Among the many mysteries of womanhood, men often wonder why we take so long in the bathroom. My husband once told me that he assumed women’s bathroom were full of shoe catalogs, chocolate samples, rose gardens, and string quartets, since that was the only possible explanation he could come up with to explain why women would go into the restroom in pairs and stay in there for so long.
My son–who thankfully did not inherit an amazing mini bladderini from my side of the family–claims that all women’s bathrooms must have plasma screen TVs and an endless supply of video games in them, since the only times he’s ever seen his mom, aunt or grandmother run is to get out of the car and run to the bathroom.
Unfortunately, like most of their ideas about my life, their fantasies have no relationship to the restroom reality.
So I am going to clear up the mystery of women’s restrooms, once and for all, by sharing my recent adventure into the public bathroom at a concert. But consider yourselves warned and another myth shattered: not only was there no chocolate, plasma or toilet paper in sight, I actually burned more calories in this “rest” room venture than I typically do at the gym.
Not wanting to waste a drop of my $8 beer, or miss a minute of my $200 concert, I waited until the band took a break to visit the restroom.
Unfortunately, so did every other woman at the show.
It doesn’t matter what time of day or night, or what the event is, even in an otherwise completely empty venue, there is always a line of women assembled to use a public bathroom. Usually I just smile politely and take my place, using the opportunity to check my email, fix my lipstick or just stare into space.
This time I had to pee so badly I got some aerobic exercise in (257 extra steps according to my pedometer) while waiting, including some power crunches as I checked for feet under the stall doors every three minutes, figuring that no one could actually be taking this long while I was waiting so anxiously.
When the door finally opened my bladder was ready to burst. I nearly knocked down the woman leaving the stall, then earned a few more crunches while helping her pick up her belongings from the floor. Who knew you could fit so many cosmetics into a teeny little clutch purse. Sorry!
Then I had to wrestle two drunk teenagers for the privilege of getting into my stall, burning approximately 239 calories in the process. A few deep breaths, then the door wouldn’t latch but I was about to wet my pants, so that was the least of my problems.

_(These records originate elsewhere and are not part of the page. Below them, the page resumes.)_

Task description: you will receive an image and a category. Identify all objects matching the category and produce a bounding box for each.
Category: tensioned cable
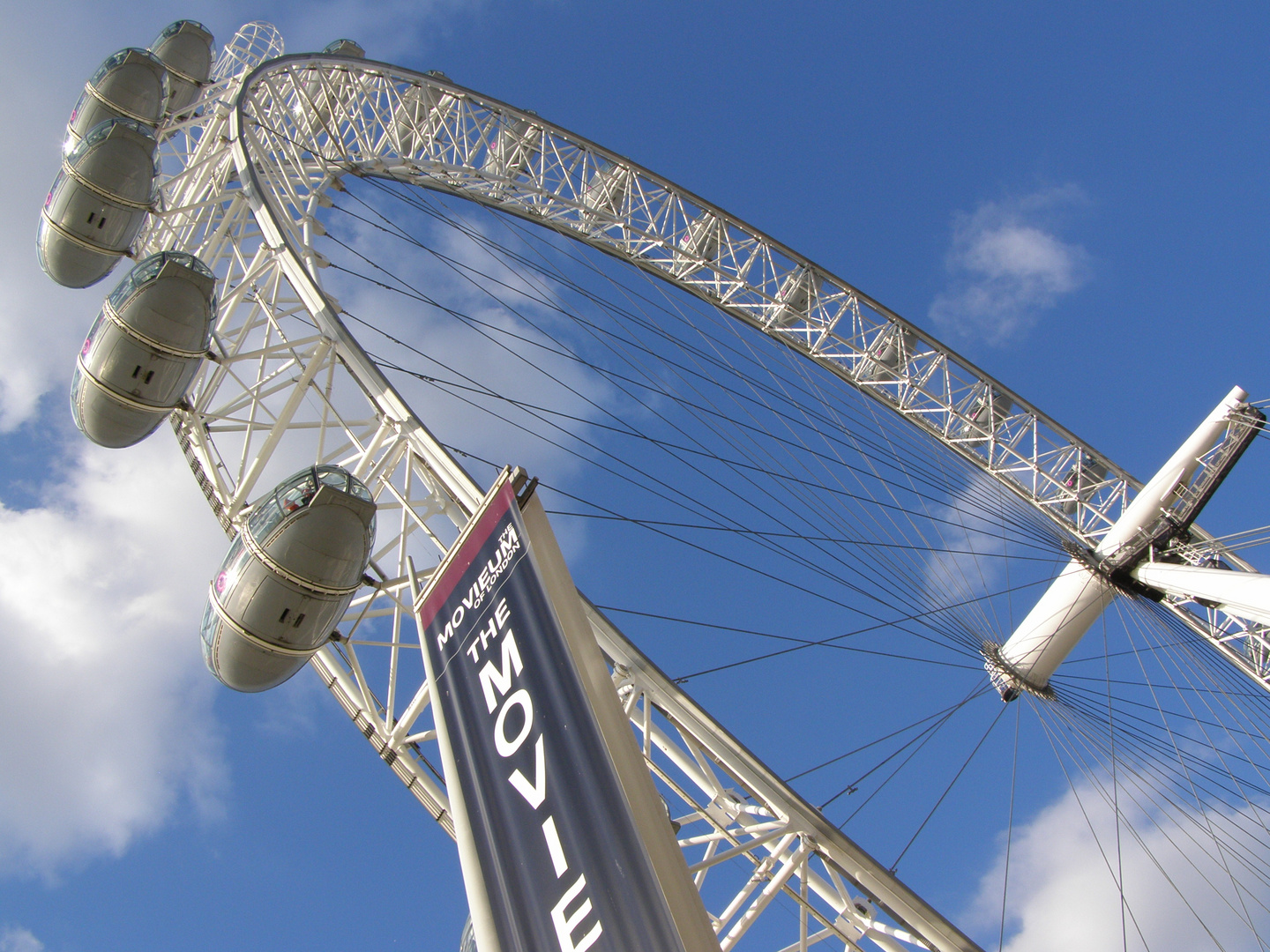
[327,192,1061,665]
[302,166,1262,939]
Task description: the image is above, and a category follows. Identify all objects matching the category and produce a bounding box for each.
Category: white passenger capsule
[150,20,213,115]
[201,465,375,692]
[66,48,168,152]
[35,119,159,288]
[71,251,216,447]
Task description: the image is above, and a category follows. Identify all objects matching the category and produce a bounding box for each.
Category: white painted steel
[101,24,1265,952]
[988,387,1264,692]
[1132,562,1270,635]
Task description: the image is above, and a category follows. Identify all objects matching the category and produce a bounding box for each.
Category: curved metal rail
[116,24,1264,952]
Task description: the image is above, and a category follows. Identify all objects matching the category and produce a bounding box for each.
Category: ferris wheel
[41,21,1270,952]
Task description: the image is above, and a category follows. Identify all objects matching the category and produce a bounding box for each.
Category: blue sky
[0,0,1270,952]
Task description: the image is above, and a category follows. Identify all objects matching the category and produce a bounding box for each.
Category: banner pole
[407,555,502,952]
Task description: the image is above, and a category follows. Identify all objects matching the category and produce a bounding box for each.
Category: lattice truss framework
[121,24,1267,952]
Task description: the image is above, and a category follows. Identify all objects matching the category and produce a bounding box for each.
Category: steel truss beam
[119,24,1266,952]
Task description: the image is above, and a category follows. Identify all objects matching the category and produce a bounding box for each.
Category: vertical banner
[415,473,684,952]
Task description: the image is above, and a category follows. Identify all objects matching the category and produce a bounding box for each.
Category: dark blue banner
[418,481,684,952]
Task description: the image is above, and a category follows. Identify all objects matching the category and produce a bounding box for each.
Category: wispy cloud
[0,926,44,952]
[0,434,226,877]
[930,185,1090,344]
[973,782,1270,952]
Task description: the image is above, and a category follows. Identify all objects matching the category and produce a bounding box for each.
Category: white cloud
[972,785,1270,952]
[930,185,1090,344]
[0,926,44,952]
[0,432,226,876]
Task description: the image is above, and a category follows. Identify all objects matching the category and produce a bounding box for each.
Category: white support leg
[1132,562,1270,624]
[988,387,1247,699]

The seat cover dispenser was empty and the door hook was missing, so I carefully hung my 400-pound purse around my neck, yanked down my jeans and assumed the “universal restroom position,” otherwise known as the URP.

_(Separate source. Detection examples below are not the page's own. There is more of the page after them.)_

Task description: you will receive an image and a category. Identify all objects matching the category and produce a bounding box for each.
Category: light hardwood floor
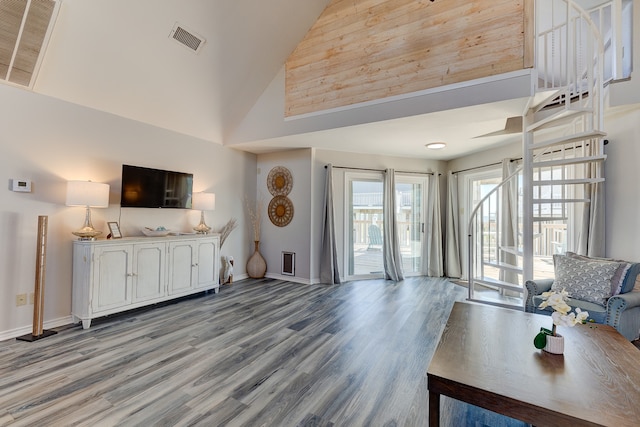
[0,278,524,426]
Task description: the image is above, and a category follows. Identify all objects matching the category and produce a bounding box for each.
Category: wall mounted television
[120,165,193,209]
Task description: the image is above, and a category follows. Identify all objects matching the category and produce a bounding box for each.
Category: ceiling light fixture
[425,142,447,150]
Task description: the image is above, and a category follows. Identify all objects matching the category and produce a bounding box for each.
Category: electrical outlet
[16,294,27,306]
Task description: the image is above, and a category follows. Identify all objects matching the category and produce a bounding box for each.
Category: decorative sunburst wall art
[267,166,293,227]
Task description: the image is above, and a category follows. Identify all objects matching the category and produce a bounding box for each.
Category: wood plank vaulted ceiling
[0,0,533,160]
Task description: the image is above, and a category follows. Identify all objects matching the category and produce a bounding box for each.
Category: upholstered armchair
[525,252,640,341]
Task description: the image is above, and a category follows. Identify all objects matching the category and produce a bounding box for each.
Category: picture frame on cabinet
[107,221,122,239]
[281,251,296,276]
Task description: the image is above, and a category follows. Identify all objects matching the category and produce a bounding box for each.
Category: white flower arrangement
[539,289,589,336]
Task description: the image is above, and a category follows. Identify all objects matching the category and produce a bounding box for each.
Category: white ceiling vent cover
[169,22,206,53]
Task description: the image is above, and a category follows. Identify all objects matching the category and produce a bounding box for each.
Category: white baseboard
[265,273,311,285]
[0,316,73,341]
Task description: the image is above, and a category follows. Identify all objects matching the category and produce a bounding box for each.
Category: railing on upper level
[468,0,604,308]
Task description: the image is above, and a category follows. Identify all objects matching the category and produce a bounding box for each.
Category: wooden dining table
[427,302,640,427]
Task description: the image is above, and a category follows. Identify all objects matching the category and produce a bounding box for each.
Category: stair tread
[532,154,607,168]
[526,108,593,132]
[473,276,524,291]
[528,130,607,150]
[500,246,524,256]
[483,261,522,273]
[532,178,604,185]
[533,199,591,205]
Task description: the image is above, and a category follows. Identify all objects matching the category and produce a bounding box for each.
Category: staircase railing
[468,0,604,305]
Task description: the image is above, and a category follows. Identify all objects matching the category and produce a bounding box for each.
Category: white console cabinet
[71,234,220,329]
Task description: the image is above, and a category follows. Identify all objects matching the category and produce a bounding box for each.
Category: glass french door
[395,174,427,276]
[345,172,427,280]
[345,172,384,280]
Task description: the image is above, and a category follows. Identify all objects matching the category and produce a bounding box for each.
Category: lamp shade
[191,193,216,211]
[65,181,109,208]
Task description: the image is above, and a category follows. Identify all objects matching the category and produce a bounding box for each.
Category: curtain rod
[451,139,609,174]
[324,165,442,176]
[451,157,522,174]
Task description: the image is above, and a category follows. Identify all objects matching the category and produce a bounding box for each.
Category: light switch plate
[11,179,31,193]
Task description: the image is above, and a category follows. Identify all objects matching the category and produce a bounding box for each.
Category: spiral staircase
[468,0,606,307]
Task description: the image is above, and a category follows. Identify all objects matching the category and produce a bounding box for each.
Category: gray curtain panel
[320,164,340,285]
[422,172,444,277]
[444,171,462,277]
[382,169,404,282]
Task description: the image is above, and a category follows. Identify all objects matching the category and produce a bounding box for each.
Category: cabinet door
[133,243,165,302]
[169,240,196,295]
[91,246,131,312]
[196,240,219,288]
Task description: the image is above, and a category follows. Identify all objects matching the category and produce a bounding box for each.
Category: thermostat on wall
[11,179,31,193]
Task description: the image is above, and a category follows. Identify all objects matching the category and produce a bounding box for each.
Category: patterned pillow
[565,252,633,296]
[551,255,620,306]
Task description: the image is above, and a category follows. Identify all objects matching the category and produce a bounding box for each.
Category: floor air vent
[169,22,206,53]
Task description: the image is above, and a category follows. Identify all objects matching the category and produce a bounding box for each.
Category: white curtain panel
[382,169,404,282]
[320,164,340,285]
[422,172,444,277]
[500,159,519,283]
[577,139,605,257]
[444,171,462,277]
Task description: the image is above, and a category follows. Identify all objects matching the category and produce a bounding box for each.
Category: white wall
[605,105,640,262]
[256,149,313,283]
[0,85,256,339]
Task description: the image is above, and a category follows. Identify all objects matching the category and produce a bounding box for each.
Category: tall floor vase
[247,240,267,279]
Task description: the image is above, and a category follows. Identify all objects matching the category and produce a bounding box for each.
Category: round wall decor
[267,166,293,196]
[267,196,293,227]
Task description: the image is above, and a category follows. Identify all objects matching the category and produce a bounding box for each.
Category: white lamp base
[193,211,211,234]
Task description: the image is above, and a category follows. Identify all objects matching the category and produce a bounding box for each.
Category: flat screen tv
[120,165,193,209]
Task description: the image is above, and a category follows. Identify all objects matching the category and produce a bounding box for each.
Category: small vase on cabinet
[247,240,267,279]
[543,334,564,354]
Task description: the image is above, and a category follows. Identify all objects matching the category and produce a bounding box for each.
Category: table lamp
[191,193,216,234]
[65,181,109,240]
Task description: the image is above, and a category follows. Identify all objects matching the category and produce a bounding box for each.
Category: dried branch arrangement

In the URP my thigh muscles began to shake, rattle and roll. Of course I’d love to actually sit down and rest them, but there were no seat covers and I had to pee too badly to wipe the seat and lay toilet paper on it, hence, the URP.
As my thighs were shaking, and my head was aching, I reached for what turned out to be an empty toilet paper dispenser. Thank goodness I carry Kleenex pocket packs in my purse, the 400-pound purse that was precariously hanging around my neck.
As I tried to search the enormous black caverns of my bag for the five packs of Kleenex I know were in there somewhere, the sensor on the toilet flushed, scaring me to death, while propelling a fine mist of water onto the edges of my still URP-ing thighs. I shook them double time, burning at least 745 calories trying to dry off the mist while still searching for Kleenex and hand sanitizer that I now needed to wash off my legs.
The band was on its third encore by the time I returned to my seat, exhausted from my intermission workout. “What took you so long?” asked my husband, between bites of a truffle sampler he said he got in the men’s restroom.
Unbelievable, I thought, grabbing the candy from him. For once I gulped it down guilt-free. After all, I had already gotten my workout in the restroom.